Mbabane: The coronavirus impact on Eswatini’s economy will be felt from multiple facets.
The Southern African Research Foundation for Economic Development (SARFED) has warned on the looming of financial crisis in 2021. SARFED has warned firms not to retrench, but rationalize labour force.
This is contained in Economic and Business Commentary, Vol. 4, issue 41, December, 2020 which was published by SARFED Regional Coordinator, Dr. George H. Choongwa.
SARFED says one of the reasons for such causes was the increase in debt. During the time of COVID-19 many firms failed to honor their debt services with various financial institutions around the world and Eswatini in particular.
“The kingdom of Eswatini is likely to face a serious financial crisis at all levels of the economic frontiers namely; micro, meso, and macro levels. Therefore, it will be prudent if precautionary measures are maintained in balance between production and consumption spending. Labour rationalization would be the best option for now as one way of ensuring sustainability in fiscal constriction”.

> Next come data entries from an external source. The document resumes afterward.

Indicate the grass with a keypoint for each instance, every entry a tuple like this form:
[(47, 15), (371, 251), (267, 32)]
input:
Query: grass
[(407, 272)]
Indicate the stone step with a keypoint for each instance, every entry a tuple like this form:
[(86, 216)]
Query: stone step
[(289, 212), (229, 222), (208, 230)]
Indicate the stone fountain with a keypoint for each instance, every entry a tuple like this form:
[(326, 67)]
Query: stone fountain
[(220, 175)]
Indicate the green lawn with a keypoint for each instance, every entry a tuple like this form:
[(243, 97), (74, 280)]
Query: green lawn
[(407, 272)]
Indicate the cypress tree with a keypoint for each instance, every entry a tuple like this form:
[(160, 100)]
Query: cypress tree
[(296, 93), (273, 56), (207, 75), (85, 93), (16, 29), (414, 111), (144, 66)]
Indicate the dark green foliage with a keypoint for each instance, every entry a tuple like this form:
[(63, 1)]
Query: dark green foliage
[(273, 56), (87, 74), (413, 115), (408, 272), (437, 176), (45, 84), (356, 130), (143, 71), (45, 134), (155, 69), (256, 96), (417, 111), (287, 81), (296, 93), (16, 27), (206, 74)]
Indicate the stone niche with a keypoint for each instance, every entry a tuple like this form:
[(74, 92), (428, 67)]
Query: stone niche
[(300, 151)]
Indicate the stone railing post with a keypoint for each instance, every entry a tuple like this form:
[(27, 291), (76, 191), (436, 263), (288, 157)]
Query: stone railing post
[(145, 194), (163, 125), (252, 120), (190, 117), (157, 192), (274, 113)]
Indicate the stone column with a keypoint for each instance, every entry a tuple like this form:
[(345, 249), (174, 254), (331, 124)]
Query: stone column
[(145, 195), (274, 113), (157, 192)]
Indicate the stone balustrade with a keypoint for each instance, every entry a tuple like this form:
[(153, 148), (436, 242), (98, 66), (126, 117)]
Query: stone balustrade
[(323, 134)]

Worth noting is that, the Central Bank of Eswatini reduced the interest rates around April, 2020 this year from 5.5% to 4.5% as one of the immediate measures that would be used to curb the COVID-19 crisis in the country. Despite this strategic initiative from Central Bank, firms are still expected to have financial problem due to poor cash flow trends for their business that might have been caused by the COVID-19 crisis.
According to SARFED, research indicates that Eswatini should expect a negative economic performance for the period of 2019 to 2022 as economic growth has been declining from 2.4 percent in 2018 to 1.3 percent in 2019 due to a slowdown in economic activity in the primary and tertiary sectors of the economy.
This is even likely to be the trend in 2021/22 financial year as the country’s GDP (Gross Domestic Product) growth is expected to fall by 6.7% because of COVID-19 disruptions in economic activities. The trend is likely to cause the overall government revenue to fall by E2.7 billion to a total of E18.3 billion instead of E21 billion in the 2020/21 financial year.
Economic expects around the globe had earlier warned of a looming Global recession. This will bring about unemployment, drop in public revenues, decline in profitability and a long recovery, among other adverse impacts. It is thus important to look at unemployment along with the informality of certain sectors and the vulnerability of those who have a job but are economically poor.
The looming economic contraction and potential negative spillovers it will have a great negative impact in Eswatini as it is also facing some fiscal challenges.
It is said that the containment measures and weak external demand will trigger a deep economic recession in 2020/21 and have created urgent balance of payments.
At present, 59% of Swazi are living below the nationally defined poverty line. Those ones will be even more vulnerable to the economic shocks emanating from COVID-19. Among the poor, levels of deprivations and vulnerabilities vary. For those close to the poverty line, COVID-19 may easily bring them further below the poverty threshold. In Eswatini, close to 29% of the population is living in extreme poverty.